Giving Tuesday – beyond the spend fest

Eleanor Cater
CEO
2 December 2025

You may have noticed the growing phenomenon of Black Friday which encourages us all to spend, spend, spend in the lead up to Christmas. The Black Friday frenzy originated in the USA, evolving as a chaotic day, directly after Thanksgiving, when crowds of shoppers descend to scoop up bargains. Cyber Monday soon followed, encouraging the shopping frenzy to continue, online.

In contrast, Giving Tuesday was a deliberate response to the consumerism of Black Friday and Cyber Monday. Launched in 2012, the idea was simple: after a day focused on grabbing deals (Black Friday) and another day for online shopping (Cyber Monday), how about a day dedicated to giving back? The Tuesday following Thanksgiving was nominated as a day that celebrates generosity and encourages people to donate to charities, volunteer, or help their communities.

Giving Tuesday is today, December 2nd, and over the years it has become a global movement, expanding to over 80 countries.
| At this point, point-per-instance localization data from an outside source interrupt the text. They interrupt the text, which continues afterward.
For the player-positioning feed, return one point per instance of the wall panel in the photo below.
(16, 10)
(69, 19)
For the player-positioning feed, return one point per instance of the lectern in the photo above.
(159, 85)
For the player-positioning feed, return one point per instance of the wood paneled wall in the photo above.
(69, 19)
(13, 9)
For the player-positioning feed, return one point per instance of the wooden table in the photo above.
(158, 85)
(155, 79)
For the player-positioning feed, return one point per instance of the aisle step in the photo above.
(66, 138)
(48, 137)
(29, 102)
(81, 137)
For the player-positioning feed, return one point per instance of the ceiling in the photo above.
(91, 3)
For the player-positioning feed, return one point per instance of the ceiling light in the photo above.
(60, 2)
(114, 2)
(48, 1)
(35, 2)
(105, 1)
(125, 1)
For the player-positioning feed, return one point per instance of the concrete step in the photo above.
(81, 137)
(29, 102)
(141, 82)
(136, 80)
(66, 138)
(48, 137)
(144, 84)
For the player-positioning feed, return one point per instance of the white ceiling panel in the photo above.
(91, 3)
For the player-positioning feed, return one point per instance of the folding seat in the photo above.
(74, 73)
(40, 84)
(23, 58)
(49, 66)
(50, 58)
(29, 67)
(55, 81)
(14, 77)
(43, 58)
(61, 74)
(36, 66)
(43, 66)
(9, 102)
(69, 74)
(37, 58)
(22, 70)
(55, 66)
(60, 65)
While New Zealand is a long way from the USA we also find ourselves with many of the pressures to spend, spend, spend in the lead up to the festive season, and Black Friday deals creeping more and more into retailer practice.
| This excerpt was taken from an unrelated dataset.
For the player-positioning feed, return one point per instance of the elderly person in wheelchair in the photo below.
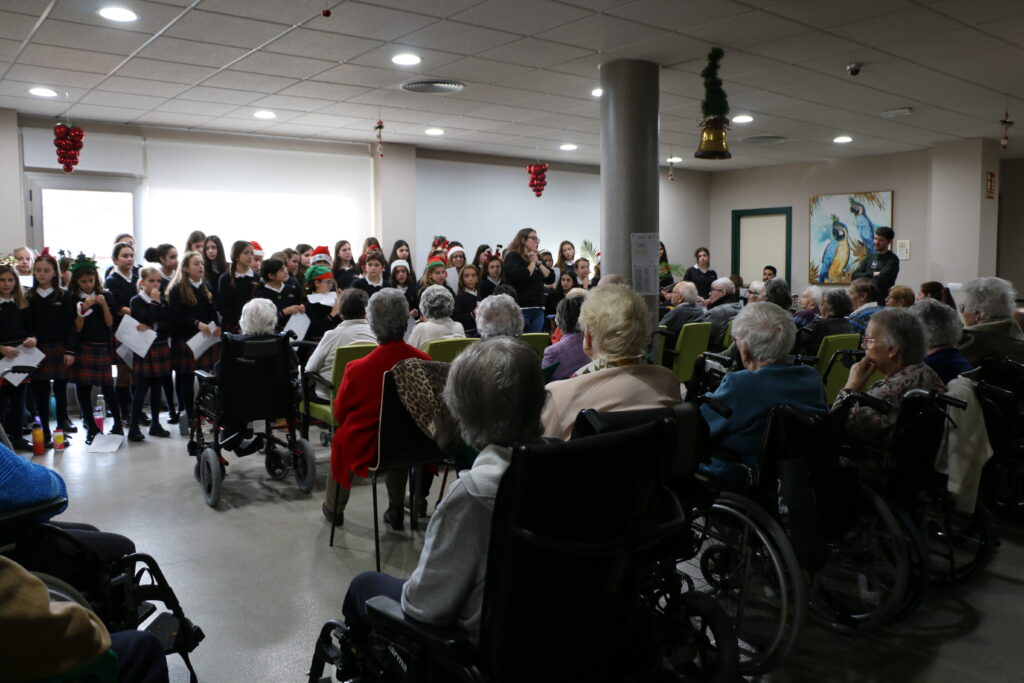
(446, 587)
(764, 334)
Yet all the New Zealand data is pointing towards a grim festive season for many, as the cost of living bites deeply for Kiwi families, and many of our tamariki must accept the crushing reality that Santa does not treat all children equally.

Giving Tuesday could provide that moment in amongst the madness to pause and consider, could we as Kiwis, renowned for our culture of manaakitanga and generosity, do better than spend at this time of year? Could we give? Could we build more purposeful movements for giving?

It’s also really hard to give well into communities, there can be a dizzying array of needs, which can lead to ‘analysis paralysis’, or not knowing where to start. However, through our work across New Zealand, we see a growing trend of Kiwis increasingly curious to know who is doing great work, and where their donations and time would be best spent. Community Foundations, 18 of them around the country, are not for profits and they help local people discover how they can give well into communities. Often that can mean getting to know who the changemakers are locally and investing in their work. As Nobel prizewinning economist Elinor Ostrom wrote, local people “have the strongest incentive to get the solution right” and there is no one who knows what your community needs more than those closest on the ground, who know the challenges and can see the solutions.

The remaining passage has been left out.